Ha esordito con una buona dose di senso dello humour, papa Francesco all’incontro di ieri pomeriggio con il clero della Diocesi di Caserta, avvenuto nella Cappella Palatina della Reggia.
Dopo l’indirizzo di saluto del vescovo di Caserta, monsignor Giovanni D’Alise, il Santo Padre ha scherzato sulla dilazione della visita in due giorni (ieri e domani).
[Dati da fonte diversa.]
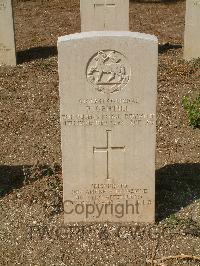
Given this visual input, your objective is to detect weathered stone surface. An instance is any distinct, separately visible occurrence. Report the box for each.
[58,31,158,223]
[80,0,129,31]
[184,0,200,60]
[0,0,16,66]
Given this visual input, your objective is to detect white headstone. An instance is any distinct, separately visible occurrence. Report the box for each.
[58,31,158,223]
[184,0,200,60]
[80,0,129,32]
[0,0,16,66]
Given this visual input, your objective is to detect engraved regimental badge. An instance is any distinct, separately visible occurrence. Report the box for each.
[86,50,131,93]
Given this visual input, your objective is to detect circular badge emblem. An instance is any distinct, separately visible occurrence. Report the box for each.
[86,50,131,93]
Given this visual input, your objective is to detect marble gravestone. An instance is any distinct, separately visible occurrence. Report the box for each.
[0,0,16,66]
[58,31,158,223]
[184,0,200,60]
[80,0,129,32]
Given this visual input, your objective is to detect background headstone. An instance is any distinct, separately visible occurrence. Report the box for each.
[58,31,158,223]
[184,0,200,60]
[80,0,129,32]
[0,0,16,66]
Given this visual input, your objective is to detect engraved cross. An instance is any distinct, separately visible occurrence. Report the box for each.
[93,130,125,180]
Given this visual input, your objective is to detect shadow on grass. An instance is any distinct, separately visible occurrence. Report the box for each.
[156,163,200,221]
[130,0,183,4]
[0,165,61,198]
[0,163,200,221]
[17,46,58,64]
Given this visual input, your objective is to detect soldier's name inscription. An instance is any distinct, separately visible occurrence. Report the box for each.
[61,98,155,126]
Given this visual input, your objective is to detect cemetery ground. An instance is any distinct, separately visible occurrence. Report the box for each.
[0,0,200,265]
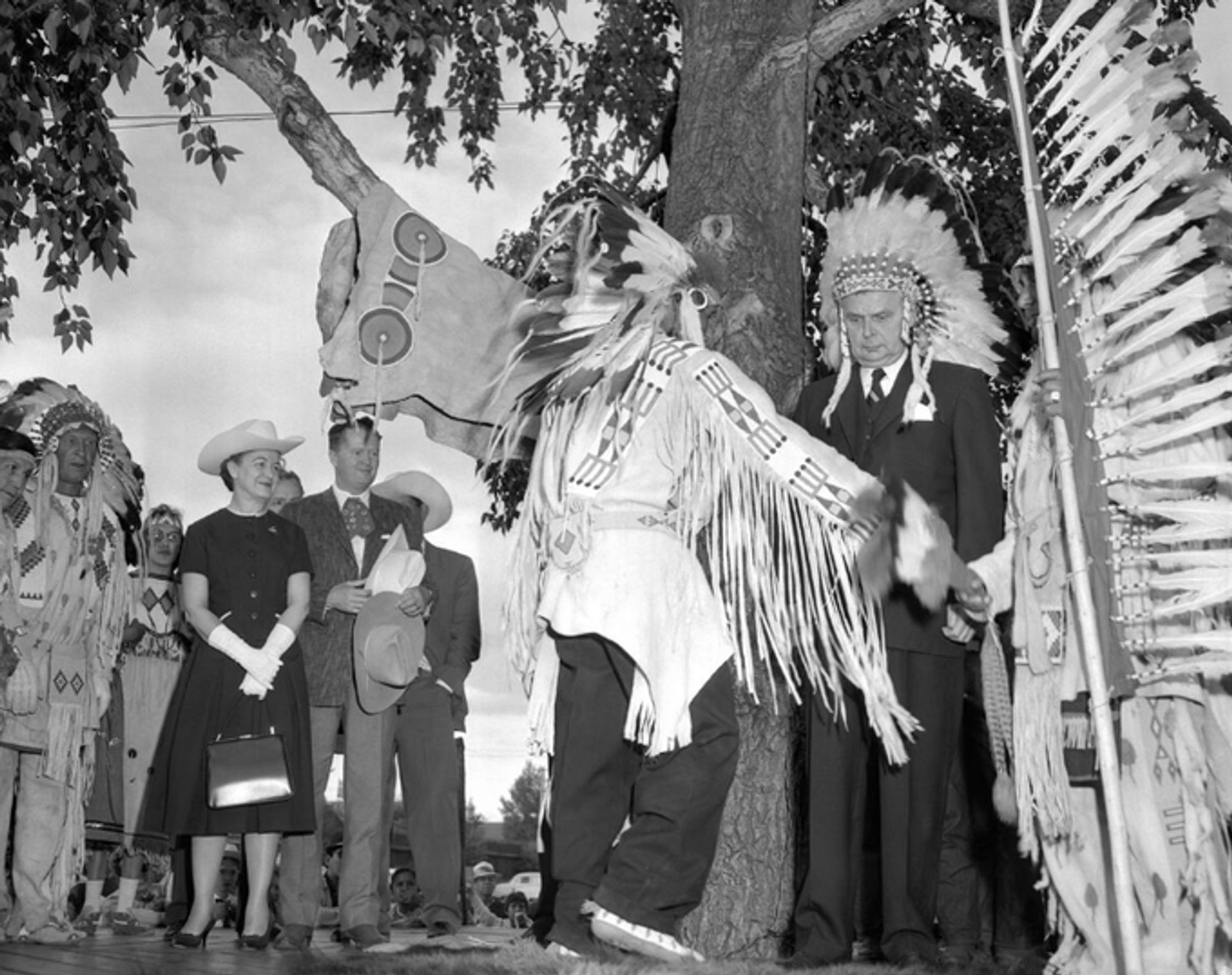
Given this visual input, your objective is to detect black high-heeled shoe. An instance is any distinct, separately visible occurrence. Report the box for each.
[171,917,214,950]
[239,920,274,952]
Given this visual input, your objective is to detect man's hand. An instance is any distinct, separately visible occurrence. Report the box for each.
[325,579,372,616]
[954,566,992,620]
[5,658,38,715]
[941,605,976,646]
[398,585,428,616]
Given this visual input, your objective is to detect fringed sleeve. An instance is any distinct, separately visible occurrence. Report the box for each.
[655,341,918,763]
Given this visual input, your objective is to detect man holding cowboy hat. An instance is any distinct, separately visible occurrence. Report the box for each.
[362,471,480,934]
[275,417,434,950]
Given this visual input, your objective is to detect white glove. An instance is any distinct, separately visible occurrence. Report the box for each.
[261,622,296,661]
[5,658,38,715]
[207,624,282,694]
[239,622,296,700]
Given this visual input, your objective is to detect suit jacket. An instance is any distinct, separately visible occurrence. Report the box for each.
[408,540,483,731]
[282,487,432,708]
[796,362,1004,655]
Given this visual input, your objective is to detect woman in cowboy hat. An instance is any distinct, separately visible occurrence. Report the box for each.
[147,420,315,948]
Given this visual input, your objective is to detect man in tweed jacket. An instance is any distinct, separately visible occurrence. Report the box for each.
[275,417,434,949]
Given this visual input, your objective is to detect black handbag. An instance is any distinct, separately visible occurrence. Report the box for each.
[206,710,294,809]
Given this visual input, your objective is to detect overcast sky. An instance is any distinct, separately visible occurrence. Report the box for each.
[0,5,1232,818]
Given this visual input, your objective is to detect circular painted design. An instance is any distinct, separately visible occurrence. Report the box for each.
[393,211,448,264]
[359,308,415,366]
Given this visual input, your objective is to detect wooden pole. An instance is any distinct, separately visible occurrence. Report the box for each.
[998,0,1143,975]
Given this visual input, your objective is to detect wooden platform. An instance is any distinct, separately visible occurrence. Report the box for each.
[0,928,522,975]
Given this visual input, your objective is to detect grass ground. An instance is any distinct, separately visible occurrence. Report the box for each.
[297,942,1015,975]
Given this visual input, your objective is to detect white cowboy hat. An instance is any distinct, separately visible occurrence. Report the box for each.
[372,471,453,532]
[351,593,424,715]
[197,420,304,475]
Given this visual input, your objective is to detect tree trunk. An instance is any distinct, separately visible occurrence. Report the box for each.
[665,0,813,958]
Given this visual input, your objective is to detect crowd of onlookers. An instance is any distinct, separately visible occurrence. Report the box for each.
[0,380,485,949]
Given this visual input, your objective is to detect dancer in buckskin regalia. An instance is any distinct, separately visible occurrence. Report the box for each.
[494,196,952,959]
[0,378,140,944]
[0,426,38,942]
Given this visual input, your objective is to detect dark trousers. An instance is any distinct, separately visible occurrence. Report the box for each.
[549,636,739,950]
[795,648,963,964]
[936,695,1046,963]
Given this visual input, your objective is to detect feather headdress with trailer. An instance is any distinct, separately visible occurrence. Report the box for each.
[1002,0,1232,971]
[0,378,143,557]
[1010,2,1232,700]
[819,149,1007,422]
[493,194,950,762]
[0,378,142,917]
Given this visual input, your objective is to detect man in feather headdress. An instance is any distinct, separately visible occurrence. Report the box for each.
[0,426,38,940]
[0,380,139,944]
[494,196,952,959]
[796,152,1004,965]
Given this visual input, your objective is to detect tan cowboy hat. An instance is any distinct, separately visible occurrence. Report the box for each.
[351,593,424,715]
[372,471,453,532]
[197,420,304,475]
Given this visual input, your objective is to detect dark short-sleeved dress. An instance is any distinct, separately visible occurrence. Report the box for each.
[143,508,315,836]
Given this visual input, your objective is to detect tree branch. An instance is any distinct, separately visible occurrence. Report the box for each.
[201,2,381,213]
[1185,79,1232,145]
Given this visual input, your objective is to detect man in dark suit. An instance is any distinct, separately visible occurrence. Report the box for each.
[275,417,432,949]
[793,160,1003,966]
[372,471,482,936]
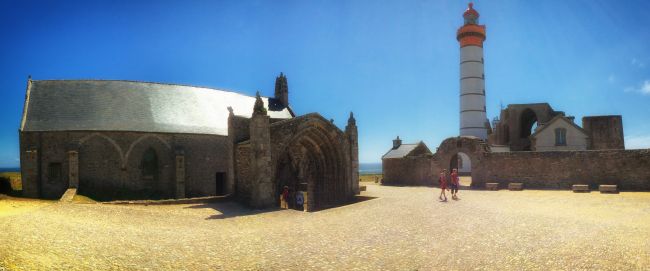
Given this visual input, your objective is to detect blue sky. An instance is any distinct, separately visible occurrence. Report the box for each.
[0,0,650,167]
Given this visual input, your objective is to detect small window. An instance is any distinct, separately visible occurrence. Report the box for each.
[47,163,61,183]
[555,128,566,146]
[141,148,158,178]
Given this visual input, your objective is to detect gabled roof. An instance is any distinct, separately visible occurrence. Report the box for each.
[530,115,589,137]
[20,80,293,135]
[381,141,433,159]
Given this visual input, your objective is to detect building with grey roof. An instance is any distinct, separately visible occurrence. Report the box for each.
[19,74,358,211]
[381,136,435,185]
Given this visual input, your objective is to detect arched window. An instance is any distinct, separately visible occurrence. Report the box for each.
[141,148,158,178]
[555,128,566,146]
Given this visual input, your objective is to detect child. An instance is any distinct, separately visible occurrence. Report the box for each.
[438,169,447,201]
[451,169,460,200]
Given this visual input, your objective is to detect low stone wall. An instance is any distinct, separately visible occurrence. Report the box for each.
[472,149,650,190]
[382,157,430,185]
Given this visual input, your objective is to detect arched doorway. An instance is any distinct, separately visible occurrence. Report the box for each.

“Sono contento e mi sento un po’ colpevole di avere combinato tanti problemi nel giorno della festa patronale”, ha detto, sottolineando di aver preferito rimandare al lunedì successivo l’incontro con il pastore Giovanni Traettino, per non farla coincidere, per ragioni di opportunità, con la festa patronale di Sant’Anna.
“E subito ho pensato: Il giorno dopo sui giornali ci sarà: nella festa patronale di Caserta il Papa è andato dai protestanti. Bel titolo, eh?”, ha ironizzato il Papa.
Rispondendo a una domanda del vicario generale, monsignor Antonio Pasquarello, in merito ad alcune conflittualità territoriali e burocratiche riscontrate nella diocesi casertana, il Santo Padre ha ricordato che è “brutto quando i Vescovi sparlano uno dell’altro, o fanno cordate”: in tal modo “si rompe l’unità della chiesa”.
Ha poi rievocato i primi Concili, quando molti vescovi “arrivavano anche ai pugni” ed ha aggiunto: “io preferisco che si gridino quattro cose di quelle forti e poi si abbraccino e non che si parlino di nascosto uno contro l’altro”.
È giusto che i vescovi siano d’accordo tra loro, ha spiegato il Santo Padre, purché, “nell’unità, non nell’uniformità. Ognuno ha il suo carisma, ognuno ha il suo modo di pensare, di vedere le cose: questa varietà a volte è frutto di sbagli, ma tante volte è frutto dello stesso Spirito”.
Alla domanda di un parroco in merito alla possibilità di una “pastorale che senza mortificare la pietà popolare, possa rilanciare il primato del Vangelo”, il Papa ha citato la Evangelii Nuntiandi, di Paolo VI, che ricordava come talora la pietà popolare debba essere in un certo senso “evangelizzata”, in modo da evitare il rischio che essa possa “non avere un’espressione di fede forte”.
Parlando degli apostolati giovanili, in particolare sulla scorta della sua esperienza nella diocesi di Buenos Aires, Bergoglio ha affermato che in tali iniziative vi è “qualcosa della pietà popolare”.
Anche nei “santuari”, ha aggiunto, si può riscontrare “gente semplice, peccatrice ma santa” dalla quale traspare un “senso evangelico”: dietro le “miserie” raccontate in confessionale da questi fedeli, c’è sempre “la grazia di Dio che li conduce a questo momento”.
In una conversazione successiva, Francesco si è soffermato sul dono della “creatività” che è stato di grande aiuto per molti apostoli del passato, a partire da Pietro e Paolo, e che non è possibile ottenere se non nella preghiera.
La creatività spirituale ha una dimensione di “trascendenza”, sia rispetto a Dio che rispetto al prossimo. “Non bisogna essere una Chiesa chiusa in sé, che si guarda l’ombelico, una Chiesa autoreferenziale, che guarda se stessa e non è capace di trascendere”, ha ribadito il Santo Padre.
Fare apostolato significa fare i conti con il “dialogo”, il quale comunque necessita che non si rinunzi mai alla propria “identità”, che però non va confusa con il “proselitismo” che è una “trappola”. La Chiesa, infatti, come già aveva affermato Benedetto XVI, “cresce non per proselitismo, ma per attrazione”. E l’attrazione consiste proprio nella “empatia umana che poi viene guidata dallo Spirito Santo”.
Il prete del XXI secolo, quindi, sarà principalmente un “uomo di creatività” che, attraverso la preghiera, “si avvicina alla gente”.
Nell’ultimo botta-e-risposta, papa Francesco ha raccomandato che i sacerdoti diocesani sappiano intrecciare un rapporto gioioso, costruttivo, franco e all’insegna dell’obbedienza con il proprio vescovo, al di là delle possibili divergenze caratteriali.
Anche in queste dinamiche, il “nemico più grande” sono “le chiacchiere” che, sovente, secondo il Pontefice sono la “conseguenza di una vita celibataria vissuta come sterilità, non come fecondità”.
L’amarezza e la rabbia possono segnare anche la vita dei sacerdoti, tuttavia, in essi, dovranno sempre prevalere la “doppia fedeltà” e la “doppia trascendenza” del legame con Dio e con gli uomini.